Sunday, January 16, 2011

Winter's Bone (2010)

Não conhecia nenhum trabalho de Debra Granik até ver a sua nova peça, que estreou e granjeou sucesso no Sundance Film Festival 2010, e é com satisfação que afirmo que farei por ver o resto. Winter's Bone é uma história de uma rapariga (Jennifer Lawrence, numa grande performance) que atravessa uma evolução muito bem contada entre a maturidade forçada e o desespero de uma mãe vigorosa, num retrato físico e psicológico, ao ter de embarcar na árdua jornada de procurar o pai para o entregar às autoridades, sob pena de ficar sem a grande quinta que enforma a sua vida, dos seus irmãos e da mãe doente. A comunidade em que se insere é pautada por teias de subtis foco de corrupção e controlo popular, isolada no sul dos EUA e a realizadora e a equipa de imagem fizeram-lhe grande jus, ao desenhar um ambiente remoto, pálido, gélido nos momentos tensos e verdadeiramente envolvente e mórbido na cena em que finalmente encontramos o pai de Ree. Para isso, pega num realismo que não se resigna ao documental, mas que faz uso da textura e da pintura das paisagens e do cenário country em que filma e usam uma câmara por vezes instável, de acordo com o desajuste daquela rapariga, daquela família, daquelas pessoas - a montagem é muito bem aproveitada, com cortes extremamente oportunos, narrativamente bem colocados e economizadores de tempo.

Monday, March 29, 2010

(500) Days of Summer (2009)


"Boy meets girl. Boy falls in love. Girl doesn't."

Depois de visto o filme, posso assegurar que é uma bela tagline; antes disso, juntamente com a informação sobre o género como sendo "uma comédia romântica", pode tornar-se pouco atractiva.

É, aliás, por aí que quero começar: não se entenda que é uma comédia romântica como aquelas a que estamos habituados a ver a um domingo à tarde (como aquelas com que o Ashton Kutcher nos costuma presentear). Nesses, a história gira basicamente à volta disto: 1) um homem e uma mulher estão profundamente apaixonados (sendo que, por vezes, ao início há uma certa hostilidade entre os dois); 2) a meio do filme há um turning point (provocado por um ex-marido, uma ex-namorada, a necessidade de mudar de cidade, um passado obscuro, por aí) e chega a fase da depressão/ódio (é aqui que, por vezes, acontecem certas situações que agravam a acidez da relação, coisa que só serve para dar mais hype ao ponto que se segue); 3) momento emocionante, com música emocionante, em que é prestada uma grande prova de amor; 4) fim.

Por isso, acho que a divisão que o IMDB faz é mais indicada: "Comédia/Drama/Romance".

A história é isto (e completando a frase com que comecei esta análise):

1. Rapaz (Joseph Gordon Levitt, como Tom Hansen) conhece rapariga (Zooey Deschanel, como Summer Finn).
2. Rapaz (acredita no amor e no destino) apaixona-se por rapariga (não acredita no amor nem no destino).
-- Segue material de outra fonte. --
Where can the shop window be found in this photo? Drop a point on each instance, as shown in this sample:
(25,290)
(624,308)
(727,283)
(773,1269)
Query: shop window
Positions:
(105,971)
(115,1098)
Rapariga não se apaixona por rapaz.
3. Rapaz e rapariga são namorados. O que foi dito no ponto acima mantém-se.
4. Rapariga acaba tudo do nada - não gosta dele e não quer nada sério. Rapaz fica destroçado.
5. Rapaz esquece rapariga (deixa de acreditar no amor e no destino). Rapariga casa com outro rapaz (passa a acreditar no amor e no destino).
6. Rapaz segue com a sua vida e conhece uma rapariga chamada ... Autumn (Outono).

Uma frase que ilustra tudo isto que acabei de dizer faz, ela mesma, parte do guião do filme, logo nos segundos iniciais: "This is NOT a love story. This is a story ABOUT love."

É uma história engraçada, descontraída e que leva um rumo original e diferente. O final está particularmente pouco comum, mas sempre muito coerente. Depois tem umas piadas subtis, outras nem tanto, mas sempre muito bem concebidas. Gosto do modo como o filme é conduzido, andando para trás e para à frente, enquanto Tom desabafa com os amigos e com a irmãzinha.

Quanto aos actores, não achei o Joseph nada de especial. Já a Zooey, a primeira impressão é a de que passa muito despercebida; com a cara que está, parece que foi o "frete" filmar aquilo. No entanto, depois de pensar nisso à luz da história, fiquei a achar que era uma postura de "indiferença" que dá um toque especial à coisa.